Ce bulletin, qui sera établi par une commission indépendante plutôt que par le ministère de l'Education, sera transmis aux parents. "Ils ont le droit de savoir ce qui se passe dans les écoles", ont soutenu les militants libéraux. 

Quant à l'enseignement de l'anglais, il débutera dès la première année, et le temps d'enseignement sera allongé d'une heure et demi. 

Dans le domaine social, le PLQ s'est dit favorable, après un débat parfois passionné, au mariage civil des conjoints de même sexe. "La population est suffisamment évoluée, le Québec est rendu là", ont plaidé plusieurs intervenants. 

Les libéraux ont aussi adopté plusieurs résolutions progressistes destinées aux familles: le développement des garderies privées, le versement de l'allocation de base au parent qui garde son enfant à la maison, l'offre de services spécialisés pour les enfants handicapés en garderie. 

Le PLQ appuie aussi l'étiquetage des produits contenant des OGM (organismes génétiquement modifiés) et l'installation de compteurs d'eau potable. 

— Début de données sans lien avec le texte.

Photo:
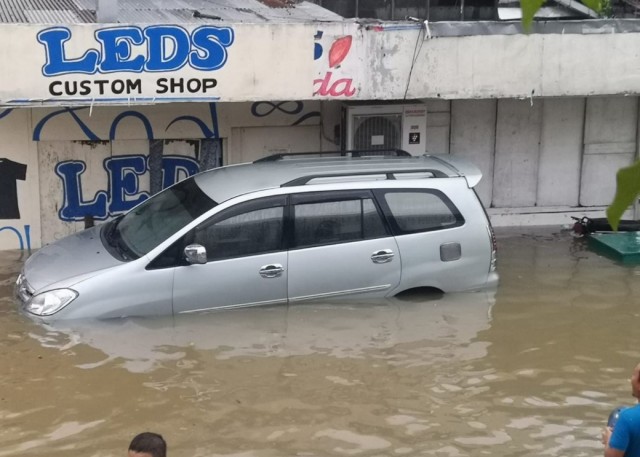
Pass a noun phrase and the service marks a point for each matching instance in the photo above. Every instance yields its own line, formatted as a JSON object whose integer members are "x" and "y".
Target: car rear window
{"x": 420, "y": 210}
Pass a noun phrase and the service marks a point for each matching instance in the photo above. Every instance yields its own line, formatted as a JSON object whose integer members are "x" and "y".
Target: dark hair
{"x": 149, "y": 442}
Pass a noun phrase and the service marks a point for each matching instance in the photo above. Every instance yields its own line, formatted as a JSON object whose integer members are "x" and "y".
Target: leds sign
{"x": 127, "y": 49}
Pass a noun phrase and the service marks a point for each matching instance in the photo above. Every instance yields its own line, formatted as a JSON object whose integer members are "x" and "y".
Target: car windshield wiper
{"x": 114, "y": 240}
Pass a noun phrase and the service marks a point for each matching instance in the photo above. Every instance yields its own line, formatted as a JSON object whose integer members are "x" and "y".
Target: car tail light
{"x": 494, "y": 248}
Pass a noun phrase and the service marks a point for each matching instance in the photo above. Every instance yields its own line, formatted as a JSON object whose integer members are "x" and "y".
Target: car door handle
{"x": 271, "y": 271}
{"x": 382, "y": 256}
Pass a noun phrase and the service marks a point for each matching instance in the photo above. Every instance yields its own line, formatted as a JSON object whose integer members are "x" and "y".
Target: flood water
{"x": 532, "y": 369}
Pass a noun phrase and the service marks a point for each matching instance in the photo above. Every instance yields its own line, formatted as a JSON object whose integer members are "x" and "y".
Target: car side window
{"x": 420, "y": 210}
{"x": 330, "y": 222}
{"x": 257, "y": 231}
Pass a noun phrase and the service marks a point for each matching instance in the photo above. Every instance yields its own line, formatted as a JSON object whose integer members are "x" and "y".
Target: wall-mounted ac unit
{"x": 386, "y": 126}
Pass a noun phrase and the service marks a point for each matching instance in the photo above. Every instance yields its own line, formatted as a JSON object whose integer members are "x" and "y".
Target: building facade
{"x": 97, "y": 117}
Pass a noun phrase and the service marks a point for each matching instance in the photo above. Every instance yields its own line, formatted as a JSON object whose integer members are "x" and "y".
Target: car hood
{"x": 75, "y": 255}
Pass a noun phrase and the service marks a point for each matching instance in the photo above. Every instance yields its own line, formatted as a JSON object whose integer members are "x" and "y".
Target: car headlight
{"x": 48, "y": 303}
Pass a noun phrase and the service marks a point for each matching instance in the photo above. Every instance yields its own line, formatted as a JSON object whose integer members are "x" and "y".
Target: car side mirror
{"x": 195, "y": 254}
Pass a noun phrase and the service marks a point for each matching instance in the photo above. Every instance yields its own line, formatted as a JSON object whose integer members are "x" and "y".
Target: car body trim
{"x": 341, "y": 292}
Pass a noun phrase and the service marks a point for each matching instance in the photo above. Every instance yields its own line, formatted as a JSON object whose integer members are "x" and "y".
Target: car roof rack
{"x": 346, "y": 153}
{"x": 389, "y": 174}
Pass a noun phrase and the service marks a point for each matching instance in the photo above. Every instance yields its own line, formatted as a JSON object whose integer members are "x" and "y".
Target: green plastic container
{"x": 621, "y": 246}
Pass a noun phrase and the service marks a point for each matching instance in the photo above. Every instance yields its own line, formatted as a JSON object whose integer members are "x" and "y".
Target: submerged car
{"x": 285, "y": 229}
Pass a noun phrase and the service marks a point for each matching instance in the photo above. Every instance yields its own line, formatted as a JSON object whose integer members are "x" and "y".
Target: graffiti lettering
{"x": 156, "y": 48}
{"x": 123, "y": 191}
{"x": 23, "y": 241}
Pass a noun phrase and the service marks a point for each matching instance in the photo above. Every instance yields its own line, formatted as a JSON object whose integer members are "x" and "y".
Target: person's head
{"x": 148, "y": 444}
{"x": 635, "y": 382}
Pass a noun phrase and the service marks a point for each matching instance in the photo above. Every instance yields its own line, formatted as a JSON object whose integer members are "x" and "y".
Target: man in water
{"x": 148, "y": 444}
{"x": 624, "y": 439}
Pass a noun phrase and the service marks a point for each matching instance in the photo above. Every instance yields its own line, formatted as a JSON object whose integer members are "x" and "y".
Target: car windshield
{"x": 154, "y": 220}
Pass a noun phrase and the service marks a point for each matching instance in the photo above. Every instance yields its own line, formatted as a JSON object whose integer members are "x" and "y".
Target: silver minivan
{"x": 284, "y": 229}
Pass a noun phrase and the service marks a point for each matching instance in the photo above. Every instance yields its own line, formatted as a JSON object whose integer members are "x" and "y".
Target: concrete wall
{"x": 546, "y": 159}
{"x": 327, "y": 61}
{"x": 542, "y": 160}
{"x": 68, "y": 163}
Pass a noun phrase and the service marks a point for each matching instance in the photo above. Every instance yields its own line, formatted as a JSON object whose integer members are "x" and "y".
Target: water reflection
{"x": 373, "y": 328}
{"x": 531, "y": 370}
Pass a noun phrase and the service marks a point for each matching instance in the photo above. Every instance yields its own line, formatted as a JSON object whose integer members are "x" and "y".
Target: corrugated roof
{"x": 164, "y": 11}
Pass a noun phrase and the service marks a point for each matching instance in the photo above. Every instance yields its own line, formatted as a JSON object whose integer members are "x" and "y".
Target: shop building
{"x": 103, "y": 107}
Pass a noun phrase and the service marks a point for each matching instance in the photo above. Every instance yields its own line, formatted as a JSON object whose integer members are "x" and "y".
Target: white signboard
{"x": 85, "y": 64}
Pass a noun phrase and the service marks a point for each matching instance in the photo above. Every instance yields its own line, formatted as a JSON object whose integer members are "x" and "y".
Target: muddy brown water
{"x": 532, "y": 369}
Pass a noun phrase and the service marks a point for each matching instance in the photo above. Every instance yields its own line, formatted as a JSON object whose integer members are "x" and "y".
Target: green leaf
{"x": 529, "y": 9}
{"x": 595, "y": 5}
{"x": 627, "y": 190}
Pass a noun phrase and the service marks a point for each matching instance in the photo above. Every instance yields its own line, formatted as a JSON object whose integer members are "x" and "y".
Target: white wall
{"x": 335, "y": 61}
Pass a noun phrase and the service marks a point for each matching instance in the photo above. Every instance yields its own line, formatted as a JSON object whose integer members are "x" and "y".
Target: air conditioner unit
{"x": 386, "y": 126}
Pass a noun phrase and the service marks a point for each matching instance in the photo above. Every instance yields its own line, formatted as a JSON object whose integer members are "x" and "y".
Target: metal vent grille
{"x": 377, "y": 132}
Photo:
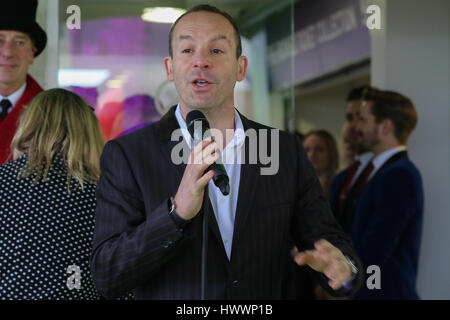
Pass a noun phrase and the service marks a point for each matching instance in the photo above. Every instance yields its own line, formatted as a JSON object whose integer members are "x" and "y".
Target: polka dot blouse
{"x": 45, "y": 235}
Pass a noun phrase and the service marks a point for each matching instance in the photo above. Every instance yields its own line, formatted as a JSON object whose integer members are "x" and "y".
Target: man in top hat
{"x": 21, "y": 40}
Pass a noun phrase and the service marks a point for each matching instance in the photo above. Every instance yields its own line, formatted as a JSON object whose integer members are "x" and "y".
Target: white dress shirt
{"x": 381, "y": 159}
{"x": 224, "y": 206}
{"x": 364, "y": 160}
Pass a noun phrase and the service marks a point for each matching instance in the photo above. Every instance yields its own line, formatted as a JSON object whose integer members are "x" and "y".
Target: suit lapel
{"x": 165, "y": 127}
{"x": 247, "y": 189}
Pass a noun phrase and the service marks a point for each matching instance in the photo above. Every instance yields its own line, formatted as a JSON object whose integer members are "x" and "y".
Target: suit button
{"x": 167, "y": 243}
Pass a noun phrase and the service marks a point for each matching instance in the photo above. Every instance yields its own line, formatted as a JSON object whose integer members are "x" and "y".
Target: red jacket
{"x": 8, "y": 126}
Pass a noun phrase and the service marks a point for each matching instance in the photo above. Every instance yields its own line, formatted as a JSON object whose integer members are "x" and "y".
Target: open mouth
{"x": 201, "y": 82}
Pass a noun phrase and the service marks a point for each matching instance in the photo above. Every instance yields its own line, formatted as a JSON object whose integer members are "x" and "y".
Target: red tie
{"x": 365, "y": 177}
{"x": 352, "y": 171}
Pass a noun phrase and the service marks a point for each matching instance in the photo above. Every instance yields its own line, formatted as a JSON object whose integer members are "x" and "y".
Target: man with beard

Enfin, l'éventuel programme électoral du PLQ ordonnera une réduction de 25 pour cent des impôts. A ce propos, le chef libéral s'est fait mordant, accusant le gouvernement Bouchard de prendre les gens pour des "guichets automatiques". 

"Un gouvernement libéral va remettre de l'argent dans vos poches. Les baisses d'impôts, ce n'est pas péquiste, les baisses d'impôts, c'est libéral", a lancé Jean Charest.